Tichys Einblick
Sieben Erkenntnisse nach dem 7. Oktober

Die Botschaft der Barbaren

Der historische Terroranschlag der Hamas auf Israel hat klare Botschaften. Wir sollten sie aufmerksam registrieren und uns gut merken. Sieben Erkenntnisse nach dem 7. Oktober

IMAGO

Der Angriff der Hamas auf Israel am 7. Oktober hätte auch so verlaufen können: Bei dem militärisch brillant vorbereiteten und durchgeführten Überfall werden alle grenznahen israelischen Militärposten ausgelöscht, drei Dutzend Soldaten und Israelis im wehrfähigen Alter, vielleicht auch Bürgermeister der Grenzorte, entführt.

Neben der weltweit bewunderten militärischen Glanztat der Kampforganisation und dem damit verbundenen, enormen Propagandaerfolg für die Forderung nach einem „freien Palästina“ wäre es ein Leichtes gewesen, Israel zur Freilassung von hunderten, wenn nicht tausenden arabischen Gefangenen zu zwingen, die wegen terroristischer Taten in den Gefängnissen Israels sind. Schließlich hatte Israel 2008 sogar für die Überführung der Leichen von zwei Soldaten hochgefährliche Terroristen freigelassen. Fast 5.000 palästinensische Häftlinge musste Israel 1983 im Austausch für sechs von der Fatah entführte Soldaten entlassen. 2011 hatte Jerusalem für den entführten Soldaten Gilad Shalit 1.027 arabische Gefangene an die Hamas übergeben, 280 von ihnen waren zu lebenslanger Haft verurteilt gewesen.

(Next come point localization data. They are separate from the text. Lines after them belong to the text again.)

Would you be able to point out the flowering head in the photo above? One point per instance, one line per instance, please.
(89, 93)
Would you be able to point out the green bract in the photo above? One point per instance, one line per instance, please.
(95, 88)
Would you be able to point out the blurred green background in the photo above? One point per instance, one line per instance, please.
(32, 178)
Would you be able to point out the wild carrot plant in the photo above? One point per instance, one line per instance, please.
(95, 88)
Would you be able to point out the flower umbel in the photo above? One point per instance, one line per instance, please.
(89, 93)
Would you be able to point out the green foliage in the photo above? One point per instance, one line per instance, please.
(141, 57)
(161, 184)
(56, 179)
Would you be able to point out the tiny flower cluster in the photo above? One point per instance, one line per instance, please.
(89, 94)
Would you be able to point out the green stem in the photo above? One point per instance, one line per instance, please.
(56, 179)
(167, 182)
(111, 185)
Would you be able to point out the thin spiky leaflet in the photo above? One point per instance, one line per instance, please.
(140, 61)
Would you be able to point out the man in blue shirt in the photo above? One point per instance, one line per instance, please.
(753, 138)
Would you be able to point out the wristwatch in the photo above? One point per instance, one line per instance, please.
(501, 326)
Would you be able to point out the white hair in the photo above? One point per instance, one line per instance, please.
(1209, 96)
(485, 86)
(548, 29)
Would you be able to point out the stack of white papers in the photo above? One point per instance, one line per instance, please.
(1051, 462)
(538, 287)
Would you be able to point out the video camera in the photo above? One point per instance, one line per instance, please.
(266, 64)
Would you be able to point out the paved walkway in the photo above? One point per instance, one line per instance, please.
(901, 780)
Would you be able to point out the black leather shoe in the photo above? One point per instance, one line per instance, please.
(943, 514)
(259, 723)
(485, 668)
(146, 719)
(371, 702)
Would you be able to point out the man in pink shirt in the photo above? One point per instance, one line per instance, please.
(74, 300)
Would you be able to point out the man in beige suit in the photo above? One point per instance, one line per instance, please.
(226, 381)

Aber die Hamas hat sich bei ihrem jüngsten Überfall auf Israel für eine andere, eine zutiefst barbarische Strategie entschieden: die Bilder der Gräueltaten an Mädchen, Frauen, Babys und Greisen, alles gezielt gefilmt und lustvoll in der Welt verbreitet, sind so entsetzlich wie grauenvolle, sadistische Gewaltpornos und blutrünstige Horrorstreifen – mit dem Unterschied, dass die Filmszenen vom 7. Oktober 2023 Realitäten dokumentieren und Dokumente der Zeitgeschichte sind.

Der historische Terroranschlag der Hamas hatte allerdings klare Botschaften. Wir sollten sie aufmerksam registrieren und gut merken. Denn bald sind wir dran.

1. Terrorismus funktioniert
Die Hamas hat mit ihrem Terroranschlag mehrere Ziele gleichzeitig erreicht. Die weitere Normalisierung der Beziehungen Israels zu arabischen Staaten wurde jäh gestoppt. Nach einem Moment des Schocks über die Hamas-Barbarei ist Israel in ihrem jetzt existenziell notwendigen Kampf gegen die Hamas mit jedem Tag mehr am Pranger der Weltöffentlichkeit; die UN ebenso wie die Mehrheit der Staaten machen keinen Hehl aus ihrer tiefen Abneigung gegen den jüdischen Staat. (Dabei würde fast jeder dieser Staaten, sofern er das denn militärisch könnte, mit weit größerer Brutalität und Gnadenlosigkeit reale oder mutmaßliche „Todfeinde“ verfolgen.)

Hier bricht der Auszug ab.